Many thanks Ed, it doesnt look that easy as I thought, I thouth water movment and thats all add some plants and water will be clear 

Will check your DIY and try to find some good ideas. 

Thank once again.

Dawid


----------



## martin-green (9 Aug 2011)

My 2p worth.   

I tried  on more than one occasion to make my own bio filter, please allow me to share.

The best box was the black water storage tank, with optional lid, but alas you can't easily buy them any more, so people go for "storage boxes" but often these are not UV stabalised for outside use (They have no need to be) and they split and or crack very easily and do not weather well. 
Then you have to buy some pipework even if you are just making a simple spray bar, the pipework is not cheap, and you also need a hole cutter for the pipes (more expense) You can always choose to drill a series of small holes, but get one wrong....... 
Once you have the pipework in (not much really) you then have to buy bio media and filter sponges, I was able to take mine from another filter, but if you have none, it is something else to add to the cost.

You may also wish to consider building a larger biofilter with dividers, I have seen this done on the www.
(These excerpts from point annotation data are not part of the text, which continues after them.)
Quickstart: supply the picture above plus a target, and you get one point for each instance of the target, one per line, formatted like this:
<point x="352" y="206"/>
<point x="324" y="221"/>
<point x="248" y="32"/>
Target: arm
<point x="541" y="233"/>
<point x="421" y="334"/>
It looked the bees knees, but as soon as water went in the walls bowed and de-stabilised all the dividers, the only solution was to add a couple of luggage straps around the outside of the filter, it ruined the whole look, and luggage straps are not known for their durability. 

I like what Ed has made   , but in this case, (small pond)  it will be cheaper to buy a bio-filter than to make one, I have seen bio filters for less than £30

 :arrow: TIP:
If you do want to build your own filter, do use "tank connectors" for inlet and outlet pipes, but remember they do have lock nuts, so they can not be mounted near an edge as the lock nuts need about 2cm clearance.


----------